If you live in Texas, you probably have more trees than most. The dense canopy of leaves and branches can be beautiful to look at, but it’s not always easy to trim them. You want your trees to stay healthy and grow as much as possible—and that means knowing how to trim them properly. I’ll walk you through the steps for how to trim your trees in Texas so they look their best all year long!

1. Trim your tree a little at a time.

Trimming is a lot easier if you do it little by little. You don’t want to trim so much off that your tree looks like a stub and you’ll have to start all over again, but trimming too little won’t make much of an improvement. Start with the top of your tree, and work your way down from there.
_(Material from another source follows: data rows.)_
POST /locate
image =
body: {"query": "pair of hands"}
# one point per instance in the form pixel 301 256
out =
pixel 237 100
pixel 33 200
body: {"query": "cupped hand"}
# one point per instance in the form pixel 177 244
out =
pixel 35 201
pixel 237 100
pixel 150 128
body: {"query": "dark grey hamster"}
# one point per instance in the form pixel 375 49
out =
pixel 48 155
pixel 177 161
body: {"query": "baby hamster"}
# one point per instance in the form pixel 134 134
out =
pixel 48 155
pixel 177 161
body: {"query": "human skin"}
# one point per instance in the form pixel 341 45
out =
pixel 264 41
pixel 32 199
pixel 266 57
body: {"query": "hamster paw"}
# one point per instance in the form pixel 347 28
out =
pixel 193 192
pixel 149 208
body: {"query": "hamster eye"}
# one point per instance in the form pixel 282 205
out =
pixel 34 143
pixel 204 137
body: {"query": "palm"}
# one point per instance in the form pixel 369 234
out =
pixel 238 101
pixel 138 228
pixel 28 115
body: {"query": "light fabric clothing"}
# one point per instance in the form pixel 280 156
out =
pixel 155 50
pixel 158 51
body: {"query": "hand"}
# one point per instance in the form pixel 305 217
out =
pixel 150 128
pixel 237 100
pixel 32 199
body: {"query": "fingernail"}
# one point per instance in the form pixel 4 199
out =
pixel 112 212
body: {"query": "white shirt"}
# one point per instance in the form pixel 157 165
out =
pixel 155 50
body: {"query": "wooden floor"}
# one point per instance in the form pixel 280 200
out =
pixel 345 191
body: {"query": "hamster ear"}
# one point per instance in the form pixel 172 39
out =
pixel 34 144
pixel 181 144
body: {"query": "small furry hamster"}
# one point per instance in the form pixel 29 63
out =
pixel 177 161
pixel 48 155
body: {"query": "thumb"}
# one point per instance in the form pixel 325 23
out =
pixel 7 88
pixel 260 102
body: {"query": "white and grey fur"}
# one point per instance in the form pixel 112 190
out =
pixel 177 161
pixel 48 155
When you’re at the bottom of your tree, trim just enough so that it’s even with the base of the trunk.
If possible, avoid making cuts on both sides at once because this can cause uneven growth and damage branches under stress from being trimmed too short or growing too long for their position relative to other branches (which might help explain why some trees grow crooked).

2. Pay attention to the weather when trimming your trees in texas.

Trees should be trimmed when their branches are dormant. This means it’s best to trim trees in the winter, when the tree is not leafy, or in early spring before leaves emerge. The latter can be especially tricky because you don’t want to damage newly forming buds.
If you live in Texas and need help with trimming your tree, our arborist will come out and give you an estimate on how much it will cost based on the size of your tree and what kind of shape it’s in. To schedule an appointment with us, complete our online form or call us at 214-253-0363 today!
We are happy to offer free estimates for all of our services including tree removal, stump grinding/excavation, pruning/trimming/shaping (which includes deadwooding), fertilization & mulching as well as other things like hazard assessment & emergency services (such as downed power lines).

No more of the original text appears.